As difficult as it might be to believe, there is a realm in which the freeform craftiness of Collina Strada coexists with the sparse utilitarianism of Heliot Emil. It’s called AI. Both Hillary Taymour and Julius Juul took the decision to feed their past work into a computer (Juul added this season’s designs as well) and then started editing and puzzling out the machine’s translations of their distinct DNAs into garments that people can wear. In both cases it required human labor. “We’re not at the stage yet,” said Juul, that AI can replace people in the design process.
It makes sense that the Juul brothers (Julius and Victor are creative and business directors, respectively), would be among the first in line to experiment with this new technology. Fashion tends to be shy about such things, often employing a silver-and-white retro-futurism as shorthand for things tech and seems happy to leave it at that. The opposite is the case at Heliot Emil, where the focus is solidly on what’s next. “For us, it’s always been about trying new innovations. We always try to incorporate new things, whether it’s 3D printing or doing a digital show. We want to see how that interacts with what we’re doing so that we don’t just become repetitive,” said Jul.
The brand’s aesthetic is hard, sleek, streamlined, features a lot of hardware, and is not especially emotional. Funnily enough spring’s man-meets-machine lineup had unexpected poetry that was linked to the increase of draping, which took both classical and deconstructed forms. “I think [this AI experiment] has taught me quite a lot about looking inwards,” noted Juul. It also stretched the team creatively on a material level. “It was so interesting to see all of the signatures that the algorithm spits back at you, like the metal details, the trims, those kind of things, but given that it has less boundaries than what we have in reality, it also came back with some very interesting things that if you looked into closely, can’t be created in reality: seams that there’d be no way to finish, or a part coming out of nowhere. That was a very interesting complexity to grasp; the machine doesn’t understand physics in the real world.”
One of the workarounds Juul and team found was to make use of suspension techniques, many of which don’t visibly involve hardware. There was less (puffy) volume and more layers and draping, much of which was overcomplicated but did create a welcome sense of flou, which moved the general vibe from Rick and more in the direction of Ann 2.0. Simply put, this collection was surprisingly pretty. It was also overlong. An edit would have made the message clearer.

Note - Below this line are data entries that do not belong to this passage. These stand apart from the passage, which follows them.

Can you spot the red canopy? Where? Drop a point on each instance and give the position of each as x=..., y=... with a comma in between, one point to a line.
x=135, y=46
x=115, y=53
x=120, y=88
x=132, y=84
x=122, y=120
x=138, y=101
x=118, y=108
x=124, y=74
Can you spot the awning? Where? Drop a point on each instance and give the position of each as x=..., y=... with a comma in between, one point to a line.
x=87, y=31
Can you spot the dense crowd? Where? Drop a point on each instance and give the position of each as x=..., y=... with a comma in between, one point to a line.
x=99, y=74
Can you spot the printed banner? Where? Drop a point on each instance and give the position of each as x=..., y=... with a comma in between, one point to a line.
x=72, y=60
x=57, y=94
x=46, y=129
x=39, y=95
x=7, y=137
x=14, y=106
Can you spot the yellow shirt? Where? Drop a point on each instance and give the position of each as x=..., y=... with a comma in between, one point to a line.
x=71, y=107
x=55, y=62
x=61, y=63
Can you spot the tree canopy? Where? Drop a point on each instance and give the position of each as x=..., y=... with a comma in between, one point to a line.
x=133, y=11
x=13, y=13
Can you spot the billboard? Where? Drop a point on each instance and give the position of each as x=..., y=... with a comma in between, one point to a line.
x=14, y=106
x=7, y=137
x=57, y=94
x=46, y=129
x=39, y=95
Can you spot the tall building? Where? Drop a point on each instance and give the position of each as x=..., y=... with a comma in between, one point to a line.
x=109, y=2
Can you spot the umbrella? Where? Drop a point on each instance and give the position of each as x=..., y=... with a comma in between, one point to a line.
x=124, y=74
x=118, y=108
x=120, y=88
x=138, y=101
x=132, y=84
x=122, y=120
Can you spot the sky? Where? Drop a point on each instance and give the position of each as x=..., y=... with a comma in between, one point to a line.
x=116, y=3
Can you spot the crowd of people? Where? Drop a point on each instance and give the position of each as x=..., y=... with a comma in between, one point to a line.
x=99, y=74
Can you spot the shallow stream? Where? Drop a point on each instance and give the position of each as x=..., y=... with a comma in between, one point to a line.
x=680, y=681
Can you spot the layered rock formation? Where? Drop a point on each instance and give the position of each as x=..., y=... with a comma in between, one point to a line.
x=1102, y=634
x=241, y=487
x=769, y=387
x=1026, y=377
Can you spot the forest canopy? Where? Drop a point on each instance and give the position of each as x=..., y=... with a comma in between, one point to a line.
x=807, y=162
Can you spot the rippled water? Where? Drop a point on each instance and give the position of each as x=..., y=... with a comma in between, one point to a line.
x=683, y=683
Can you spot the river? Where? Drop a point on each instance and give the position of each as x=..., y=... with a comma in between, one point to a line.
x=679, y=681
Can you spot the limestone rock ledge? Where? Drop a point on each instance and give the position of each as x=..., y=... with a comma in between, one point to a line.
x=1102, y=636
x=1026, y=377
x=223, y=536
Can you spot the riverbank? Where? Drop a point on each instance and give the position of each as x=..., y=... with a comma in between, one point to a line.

The dichotomy between human and machine was echoed in the play of organic against engineered, the material and the abstract. AI, noted Juul struggles with the latter, but designers have to deal with intangibles as well. “Fashion is a reflection of how we all feel and act in one way or another,” he noted. “There are things that we’re consciously doing, and then there are subconscious influences” in collections as well. Heliot Emil is a resolutely intentional brand to which it seems technology brought, or uncovered, an unexpected softness.